Quantitative and Technical Development
My deeper work in Python, machine learning, and project-based learning is what expands this system beyond traditional business or reporting analytics.
It allows me to move from:
- describing risk
- monitoring risk
- predicting risk
- explaining model behavior
- comparing algorithms
- thinking about validation and remediation
This is the layer that connects the broader machine-learning projects and concept notes back to the risk work.
What This Note System Says About Me Professionally
If I had to summarize what this system shows about me, it is this:
1. I am building from a banking base, not from abstraction alone.
The work is anchored in lending, risk, portfolio behavior, and real operational thinking.
2. I care about the full model lifecycle.
I do not want to stop at training a model.

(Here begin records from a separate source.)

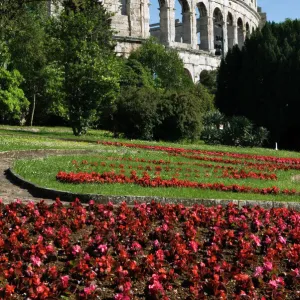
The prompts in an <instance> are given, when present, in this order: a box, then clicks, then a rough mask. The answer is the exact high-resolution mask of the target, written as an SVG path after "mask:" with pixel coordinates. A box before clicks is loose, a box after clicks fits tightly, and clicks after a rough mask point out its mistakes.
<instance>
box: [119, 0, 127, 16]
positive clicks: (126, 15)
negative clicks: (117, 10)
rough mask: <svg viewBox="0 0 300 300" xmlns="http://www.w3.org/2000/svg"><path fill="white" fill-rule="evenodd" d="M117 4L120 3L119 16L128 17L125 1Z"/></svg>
mask: <svg viewBox="0 0 300 300" xmlns="http://www.w3.org/2000/svg"><path fill="white" fill-rule="evenodd" d="M119 2H120V10H121V15H122V16H128V6H127V0H119Z"/></svg>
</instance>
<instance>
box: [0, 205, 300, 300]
mask: <svg viewBox="0 0 300 300" xmlns="http://www.w3.org/2000/svg"><path fill="white" fill-rule="evenodd" d="M0 283H1V284H0V298H1V299H10V298H11V299H46V298H49V299H50V298H56V299H58V298H62V297H63V296H64V297H67V298H68V297H71V296H72V297H75V298H76V297H77V298H80V299H119V300H120V299H122V300H129V299H139V298H142V299H144V298H149V299H165V300H166V299H174V298H176V299H299V297H300V213H299V212H295V211H292V210H288V209H284V208H281V209H271V210H266V209H263V208H260V207H253V208H249V207H244V208H242V209H238V208H237V207H236V206H235V205H233V204H230V205H228V206H227V207H226V208H223V207H221V206H217V207H210V208H206V207H204V206H199V205H196V206H194V207H191V208H187V207H185V206H183V205H169V204H168V205H161V204H159V203H155V202H152V203H150V204H136V205H135V206H133V207H128V206H126V204H125V203H122V204H121V205H120V206H118V207H114V206H113V205H112V204H107V205H96V204H95V203H94V202H93V201H91V202H90V204H89V206H87V207H83V206H82V205H81V204H80V202H79V201H75V202H74V203H71V204H70V205H69V207H64V206H63V205H62V204H61V202H60V201H59V200H57V201H56V202H55V203H53V204H52V205H50V206H48V205H46V204H45V203H44V202H40V203H39V204H37V205H34V204H33V203H28V204H22V203H21V202H20V201H17V202H14V203H11V204H9V205H4V204H0Z"/></svg>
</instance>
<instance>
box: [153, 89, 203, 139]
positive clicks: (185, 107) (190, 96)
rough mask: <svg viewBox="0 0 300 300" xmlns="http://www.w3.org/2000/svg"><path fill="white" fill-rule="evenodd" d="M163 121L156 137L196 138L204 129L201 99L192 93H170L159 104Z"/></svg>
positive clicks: (197, 136) (159, 127) (155, 133)
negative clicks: (198, 98) (159, 103)
mask: <svg viewBox="0 0 300 300" xmlns="http://www.w3.org/2000/svg"><path fill="white" fill-rule="evenodd" d="M158 109H159V112H158V114H159V115H160V120H161V123H160V125H158V126H157V128H156V131H155V138H156V139H162V140H169V141H177V140H182V139H189V140H196V139H198V138H199V137H200V133H201V130H202V112H201V101H200V100H199V99H198V98H197V97H196V96H195V95H193V94H191V93H181V94H180V93H176V92H174V93H169V94H166V95H164V97H162V101H161V102H160V104H159V106H158Z"/></svg>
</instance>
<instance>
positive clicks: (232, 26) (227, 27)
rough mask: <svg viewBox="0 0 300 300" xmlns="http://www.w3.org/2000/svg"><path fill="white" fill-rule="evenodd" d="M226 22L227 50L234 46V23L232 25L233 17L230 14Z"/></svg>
mask: <svg viewBox="0 0 300 300" xmlns="http://www.w3.org/2000/svg"><path fill="white" fill-rule="evenodd" d="M226 22H227V36H228V49H231V48H232V47H233V45H234V23H233V15H232V13H231V12H228V14H227V20H226Z"/></svg>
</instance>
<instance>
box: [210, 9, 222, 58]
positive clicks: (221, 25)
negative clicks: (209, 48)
mask: <svg viewBox="0 0 300 300" xmlns="http://www.w3.org/2000/svg"><path fill="white" fill-rule="evenodd" d="M213 20H214V45H215V50H216V51H215V54H216V55H221V54H222V51H223V46H224V45H223V15H222V12H221V10H220V9H219V8H216V9H215V10H214V14H213Z"/></svg>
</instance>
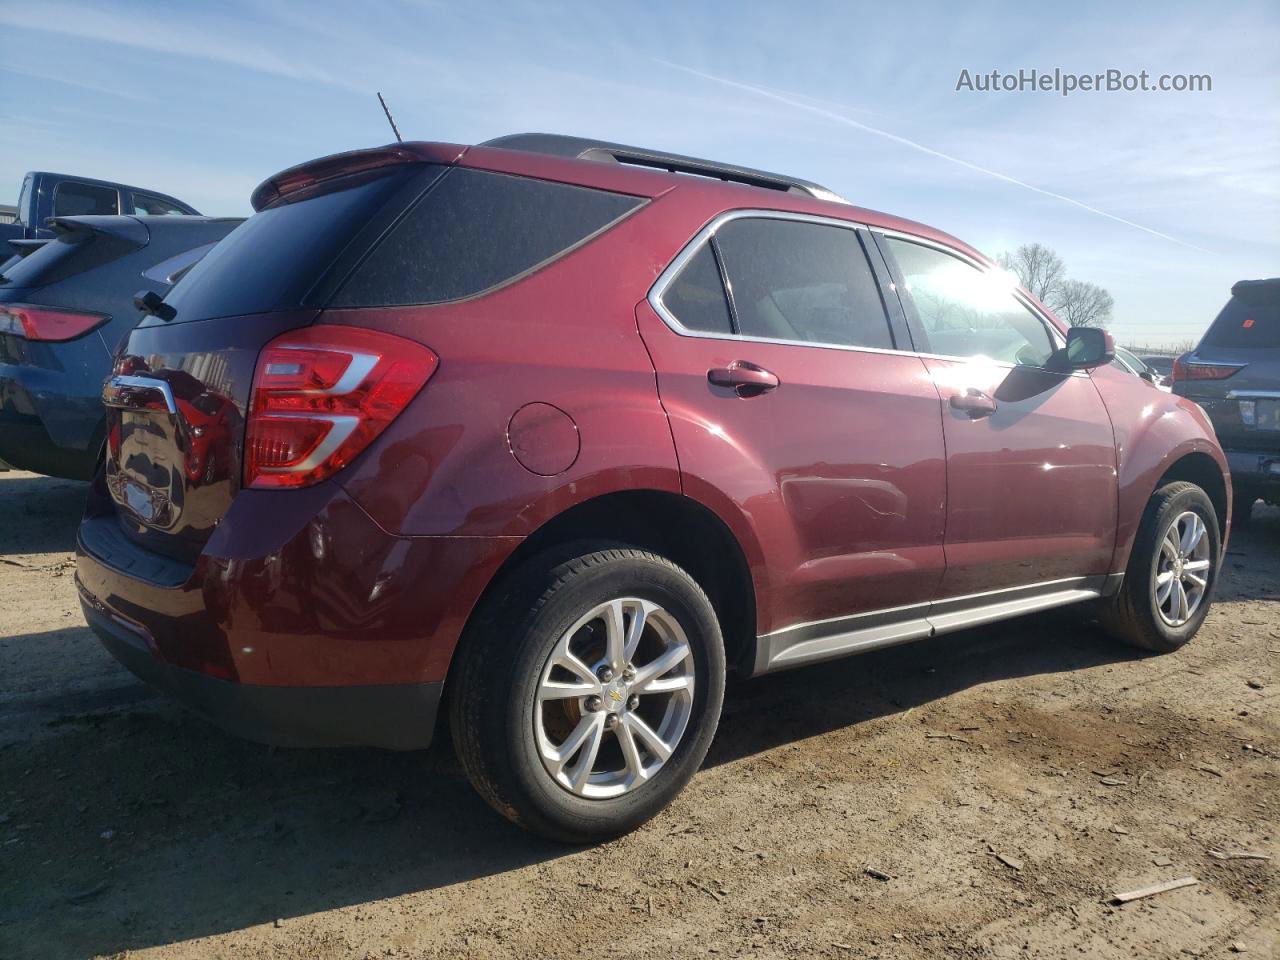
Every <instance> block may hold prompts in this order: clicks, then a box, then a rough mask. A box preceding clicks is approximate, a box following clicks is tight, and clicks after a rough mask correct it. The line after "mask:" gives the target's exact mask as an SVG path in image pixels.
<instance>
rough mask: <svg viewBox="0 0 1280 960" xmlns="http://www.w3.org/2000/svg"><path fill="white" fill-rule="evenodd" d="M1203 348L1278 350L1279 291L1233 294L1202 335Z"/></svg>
mask: <svg viewBox="0 0 1280 960" xmlns="http://www.w3.org/2000/svg"><path fill="white" fill-rule="evenodd" d="M1202 346H1204V347H1244V348H1249V347H1254V348H1272V349H1274V348H1276V347H1280V287H1277V288H1276V289H1275V292H1272V293H1271V294H1270V296H1266V292H1265V291H1258V292H1257V293H1236V294H1235V296H1234V297H1231V300H1230V301H1228V303H1226V306H1225V307H1222V312H1221V314H1219V315H1217V319H1216V320H1215V321H1213V325H1212V326H1211V328H1210V329H1208V333H1206V334H1204V340H1203V343H1202Z"/></svg>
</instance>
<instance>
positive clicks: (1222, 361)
mask: <svg viewBox="0 0 1280 960" xmlns="http://www.w3.org/2000/svg"><path fill="white" fill-rule="evenodd" d="M1174 393H1178V394H1180V396H1183V397H1189V398H1190V399H1193V401H1196V402H1197V403H1199V404H1201V407H1203V408H1204V411H1206V412H1208V415H1210V419H1211V420H1212V421H1213V429H1215V430H1216V431H1217V439H1219V442H1220V443H1221V444H1222V448H1224V449H1225V451H1226V458H1228V461H1229V462H1230V465H1231V483H1233V485H1234V486H1235V509H1236V520H1238V521H1240V522H1247V521H1248V518H1249V512H1251V509H1252V507H1253V504H1254V502H1257V500H1258V499H1265V500H1267V502H1268V503H1280V278H1272V279H1268V280H1240V282H1239V283H1236V284H1235V285H1234V287H1231V298H1230V300H1229V301H1228V302H1226V306H1225V307H1222V312H1220V314H1219V315H1217V319H1215V320H1213V324H1212V325H1211V326H1210V328H1208V330H1207V332H1206V333H1204V337H1203V338H1202V339H1201V342H1199V344H1197V347H1196V349H1193V351H1192V352H1190V353H1187V355H1184V356H1181V357H1179V358H1178V362H1176V365H1175V367H1174Z"/></svg>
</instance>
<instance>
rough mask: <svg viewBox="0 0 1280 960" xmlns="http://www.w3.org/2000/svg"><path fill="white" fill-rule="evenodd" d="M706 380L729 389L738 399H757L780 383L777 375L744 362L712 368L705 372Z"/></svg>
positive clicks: (740, 360) (733, 363) (766, 370)
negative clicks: (733, 392) (726, 387)
mask: <svg viewBox="0 0 1280 960" xmlns="http://www.w3.org/2000/svg"><path fill="white" fill-rule="evenodd" d="M707 379H708V380H709V381H710V383H713V384H716V385H717V387H731V388H732V389H733V392H735V393H737V396H739V397H758V396H760V394H762V393H767V392H768V390H772V389H774V388H776V387H777V385H778V383H780V381H778V376H777V374H773V372H771V371H768V370H765V369H764V367H763V366H756V365H755V364H750V362H748V361H745V360H735V361H733V362H732V364H730V365H728V366H717V367H712V369H710V370H708V371H707Z"/></svg>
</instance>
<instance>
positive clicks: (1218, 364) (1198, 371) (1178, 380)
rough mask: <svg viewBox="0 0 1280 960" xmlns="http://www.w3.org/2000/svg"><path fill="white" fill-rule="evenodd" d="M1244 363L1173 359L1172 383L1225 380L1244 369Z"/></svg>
mask: <svg viewBox="0 0 1280 960" xmlns="http://www.w3.org/2000/svg"><path fill="white" fill-rule="evenodd" d="M1244 366H1245V365H1244V364H1192V362H1189V361H1187V360H1184V358H1183V357H1178V360H1175V361H1174V383H1183V381H1185V380H1225V379H1226V378H1229V376H1230V375H1231V374H1235V372H1239V371H1240V370H1243V369H1244Z"/></svg>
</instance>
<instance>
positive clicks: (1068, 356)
mask: <svg viewBox="0 0 1280 960" xmlns="http://www.w3.org/2000/svg"><path fill="white" fill-rule="evenodd" d="M1115 355H1116V344H1115V340H1112V339H1111V334H1110V333H1107V332H1106V330H1103V329H1101V328H1097V326H1073V328H1071V329H1070V330H1068V332H1066V365H1068V366H1069V367H1071V369H1073V370H1092V369H1093V367H1096V366H1102V365H1103V364H1110V362H1111V361H1112V360H1114V358H1115Z"/></svg>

I want to understand preprocessing, validation, monitoring, governance, and business use.
3. I learn concepts through implementation.
I prefer to understand math and code through projects rather than through disconnected definitions.
4. I am building both domain depth and data-science breadth.
The vault now includes one integrated credit-risk master note, multiple applied ML projects, and dedicated foundation notes for regression, machine learning, and Python analytics.
5. My direction is toward stronger quantitative risk and model-validation capability.
The system is increasingly shaped around defensible models, practical controls, and institution-grade analytical thinking.
How I Use This Vault
This vault serves three purposes for me.
As a learning system
It helps me revisit concepts from first principles until I can explain them clearly.
As an interview system
It gives me a way to move from a project to the bigger conceptual question behind it.
For example:
- a churn project becomes a discussion about classification, thresholding, and intervention strategy
- the Lending Club note becomes a discussion about target definition, bad-rate logic, WoE, logistic regression, validation, monitoring, and expected loss
- a regression note becomes a discussion about assumptions, residuals, and why model diagnostics matter
- the Python cheat sheet becomes a rapid revision layer before interviews or project work
As a long-term professional system
It helps me organize my direction clearly: credit risk, quantitative analytics, data science, validation, and practical business implementation all sit inside one map rather than in separate boxes.
Recommended Reading Flow Inside the Vault
When I want the most coherent path through the system, the cleanest sequence is:
Path 1 — Interview-first path
- 1_lending_club_credit_risk_masterclass
- 6_employee_retention_tree_models_masterclass
- 5_bank_churn_neural_networks_masterclass
- 7_socio_economic_household_classification_masterclass
- 8_twitter_sentiment_nlp_masterclass
- 2_regression_analysis_masterclass
- 3_machine_learning_masterclass
- 4_python_data_analytics_master_cheatsheet
Path 2 — Foundation-first path
- 4_python_data_analytics_master_cheatsheet
- 2_regression_analysis_masterclass
- 3_machine_learning_masterclass
- 1_lending_club_credit_risk_masterclass
- 6_employee_retention_tree_models_masterclass
- 5_bank_churn_neural_networks_masterclass
- 7_socio_economic_household_classification_masterclass
- 8_twitter_sentiment_nlp_masterclass
That gives me two different ways to use the same system depending on whether I want revision speed or deeper conceptual buildup.
Final Anchor
This note is the map.
The rest of the vault is the working machinery.
Together, they represent how I think about my professional direction:
- grounded in banking and credit risk
- strengthened by quantitative and machine-learning depth
- supported by strong Python and data-analysis foundations
- aware of implementation reality
- focused on model quality, monitoring, and governance
- built as a connected system rather than a loose collection of projects
That is the real purpose of this brain.